Elaine is a Professor II at the Centre for Research on Discretion and Paternalism, a professor emerita at the University of Stirling, Scotland, and a distinguished professor of law emerita at Lewis & Clark Law School, Portland, Oregon.
Elaine is an internationally renowned expert on Child and Family Law, as the author of over 150 articles and book chapters and 7 books and the editor or co-editor of 9 other volumes.
In 2012, she founded the United Nations Convention on the Rights of the Child Implementing Project (CRC-IP) to explore implementation of the CRC in the international and comparative contexts.
Get to know Elaine
What are you working on right now?
The third edition of my treatise, Child and Family Law: Intimate Adult Relationships, which focusses on Scots law and sets it in its comparative and international contexts, was published in July 2022 and I am at the planning stage of the companion volume, Children and Young People. More immediately, I am luxuriating in working on more discrete endeavours, including my contribution to the Legitimacy Challenges project and a chapter for the International Survey of Family Law: 2023 Edition.
Can you describe your office space?
Since retiring from teaching at Stirling University in December 2020, I now work in my study at home, with all my books and papers to hand and, often, the company of Ariadne, an adorable 3 year-old tabby to whom we are guardians (see photo).
What is your background?
Law – pretty single track. I began teaching law over 40 years ago, first at the University of Edinburgh, then at the Universities of Glasgow and Stirling. For 20 of those years, until 2018, I spent half of the year at my Scottish university and the other half at Lewis & Clark Law School in Portland, Oregon.
Is there a book you’d recommend within your field?
Definitely Bill Eskridge’s tour de force, co-authored, with Christopher Riano, Marriage Equality: From Outlaws to In-Laws, published by Yale University Press in 2020. It was clearly a labour of love and has rightly been hailed as the definitive history of marriage equality in the US.
What do you like most about your job? And what do you like the least?
Best things: The opportunity to research, write and travel were always the joys of academic life for me and, happily, they remain available in ‘retirement’. The other great joy – teaching students – continues to feature, if less frequently, thanks to friends and colleagues who invite me to make guest appearances in their classes and seminars.
Worst things: The trials of time-consuming administration and the shadow of university politics are now but distant memories!

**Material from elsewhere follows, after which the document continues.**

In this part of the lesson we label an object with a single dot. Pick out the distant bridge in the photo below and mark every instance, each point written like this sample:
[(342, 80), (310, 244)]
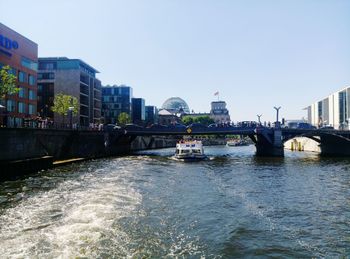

Place you’ve been where you never want to go back to?
Being a teenager (until I was 17 and went to law school).
And a place you’ve been where you’d like to go back?
The thought of return trips is limited by there being so many new places I would like to see. However, in terms of going back … there are many places … Bergen, of course … and Abu Simbel (approached by water on the Eugenie), Auckland, Boston, Cape Town, NYC, Petra, the San Juan Islands, Sydney … and another ‘of course’ … Paris.